Limitations and strengths
Our results may have a limited generalizability as the study was performed in a single centre. However, the study was conducted over an extended period of time with consistent results. Limited generalizability is also given due to the local epidemiology with a very low prevalence of methicillin-resistant S. aureus (MRSA) of 5-7% (data not shown). Due to frequently co-occuring resistance to rifampin in MRSA, one of the most important oral treatment options is futile in many instances. In our institution, we were able to switch to oral antibiotics in a large part of patients. A second limitation of the study is its retrospective study design; we cannot exclude a selection bias of patients who received a shorter intravenous antibiotic treatment. Selection bias may have occurred because physicians tend to switch earlier to an oral regimen if the patient has improved, so that switched patients may be those with better prognosis and/or more limited disease. On the other hand physicians may have had prolonged the intravenous therapy in patients which were not responding optimally to the therapy. Finally, the patient number did not allow for strong multivariate analyses, e.g. we could not define the level of C-reactive protein, above which intravenous therapy should be prolonged.

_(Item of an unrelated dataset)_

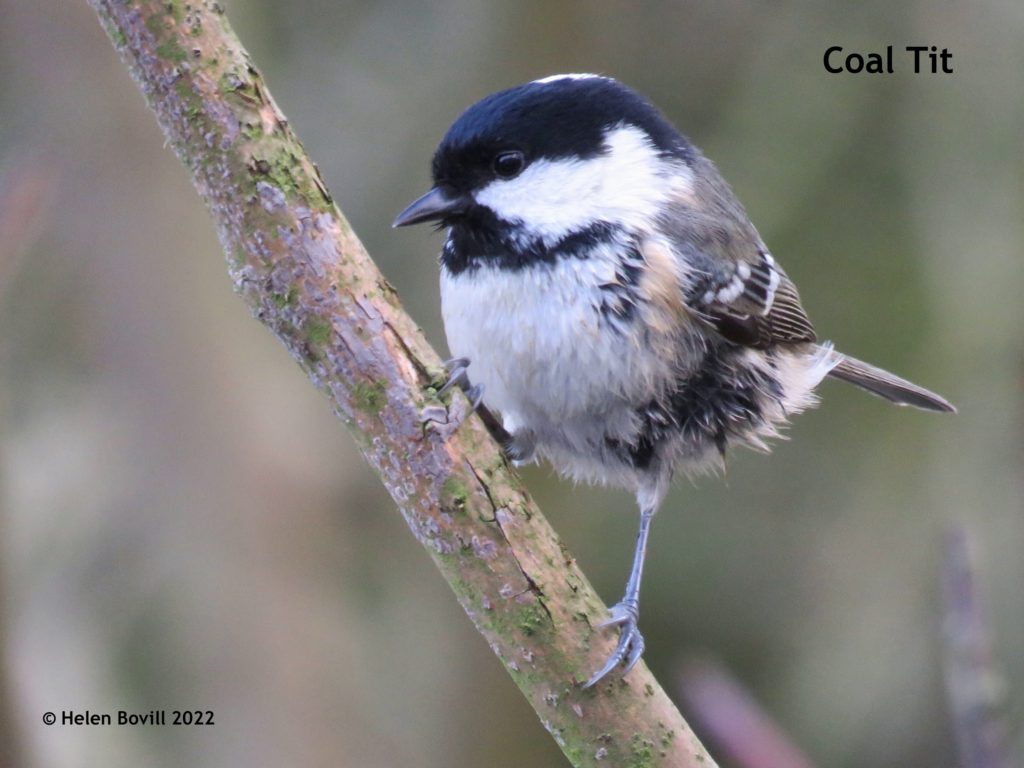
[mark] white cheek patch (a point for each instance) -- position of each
(570, 76)
(627, 185)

Our study has also strengths: First, the study covers a long time period with consistent results. Noteworthy, to the best of our knowledge, this is the first retrospective study of a homogenous patient collective (i.e. with primary vertebral osteomyelitis) after exclusion of patients with endocarditis, immunodeficiency, spinal implants and surgical site infection following spine surgery. Furthermore, the patient population was worked up in a meticulous way demonstrated by high rates of microbiological diagnoses and high rates of diagnosed abscesses.

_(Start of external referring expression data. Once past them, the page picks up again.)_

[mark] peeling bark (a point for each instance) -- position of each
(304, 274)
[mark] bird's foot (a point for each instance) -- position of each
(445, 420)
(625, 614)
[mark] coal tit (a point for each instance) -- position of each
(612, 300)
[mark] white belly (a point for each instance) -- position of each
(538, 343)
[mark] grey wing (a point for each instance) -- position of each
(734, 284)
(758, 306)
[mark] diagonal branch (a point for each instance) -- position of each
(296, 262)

Our results suggest that switching to an oral antibiotic regimen after two weeks of intravenous therapy is safe in immunocompetent patients for primary non-implant vertebral osteomyelitis if epidural or paravertebral abscesses have been drained and if an oral antibiotic therapy with documented susceptibility, high bio-availability and bactericidal activity is available. Our results should be confirmed by a prospective randomized controlled trial.
This study was presented in part at the 22nd European Congress of Clinical Microbiology and Infectious Diseases (ECCMID) in London, Great Britain, 2012 (Poster 2219).
This study has been supported by the Stiftung Forschung Infektionskrankheiten, Basel (B.BF).